Whenever a new round of phishing attacks arise in the banking sector, the immediate knee-jerk reaction from the industry tends to be - to stop all email communications with their customers for an indefinite period. While it may be felt as a necessary step, the sudden suspension of email communications doesn’t in any way help protect customers from phishing attacks at the time or in the future; not to mention it adds no value to building consumer confidence in your brand, service, or marketing communications. What's more, this unexplained suspension of email messages can easily trigger complaints from security-aware customers expecting to find time-sensitive communications from the bank in their inbox.

Instead of shutting down your email channel, the most effective approach to protect customers that rely on your online services and communications, and to safeguard your brand from continued phishing attacks, is a strategically built and carefully executed integrated communications programme that fights back. Don’t wait till the next phishing attack. Take action now:

1. Educate your customer on how to distinguish your legitimate emails. This is the only long term solution to protect your customers from erroneously responding to phishing emails. You need to provide your customers, and remind them regularly, about the style and content of your emails from design, to sender name, to the scope of your regular email communications.

Phishing emails also often mask their fraudulent links in an image or in a forged URL with the spelling of a legitimate domain. This deception however can only be successfully implemented in an html format email. To protect customers from such links, an increasing number of financial institutions and e-commerce operators are using text emails, to allow their customers to see the real domain behind each URL, and so help consumers to easily recognise fraudulent email activities.
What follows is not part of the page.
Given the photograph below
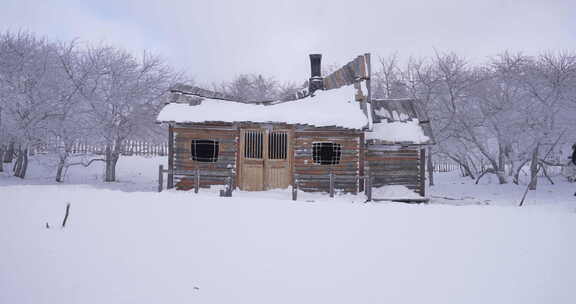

Encourage your customers to type your website address in a new browser window whenever they are in doubt of the links presented in the email received.

2. Employ a single-domain URL strategy. All customer-interacting URLs should only come from one domain (e.g. www.ABCBank.com), and avoid promoting or referring a sub-domain as the primary landing page (e.g. http://myaccount.ABCBank.com). As you start presenting more than one URL as the official access point, you are encouraging your customers to accept variations on your URL, and they also become more vulnerable to phishing attacks.

3. Don’t behave like a phisher. Your emails should never ask customers for their personal or financial information, and avoid wordings that may be interpreted as asking for such information in the content or subject line. Phishing subject lines are often about online security, followed by a request for confirmation of personal and financial details.

4. Establish and manage your sender reputation. First and foremost, set up a dedicated IP for your email campaigns, so that you can establish a reputation record of your own and have complete control over your sender reputation - a critical factor to your email deliverability. An absence of a sender reputation or a low IP score is often associated with spam or phishing scammers by ISPs, resulting in email blocking. Read here to find out how to build and maintain a high sender reputation for your email campaigns.

5. Enable as many email authentication technologies as possible to allow ISPs and filtering software to verify the legitimacy of your email and you as a sender.  ISPs use various authentication methods in combination to block identified or potential phishing, spoofing and spam senders from reaching their email users. Some of the common email authentication solutions include  reverse DNSⁱ, domain keys identified mail  (DKIM)ⁱⁱ, sender ID and sender policy framework (SPF)ⁱⁱⁱ.

1. Reverse DNS: during this process ISPs will look up an IP address by searching the domain name registry or registrar tables to verify the association of a given IP address with the domain name.



2. Domain Keys Identified Mail (DKIM): this authentication technology encrypts a digital signature of the sender in an email in a way that can be verified by recipients.



3. Sender ID and Sender Policy Framework (SPF): both authentication solutions allow software to identify and reject messages with forged addresses.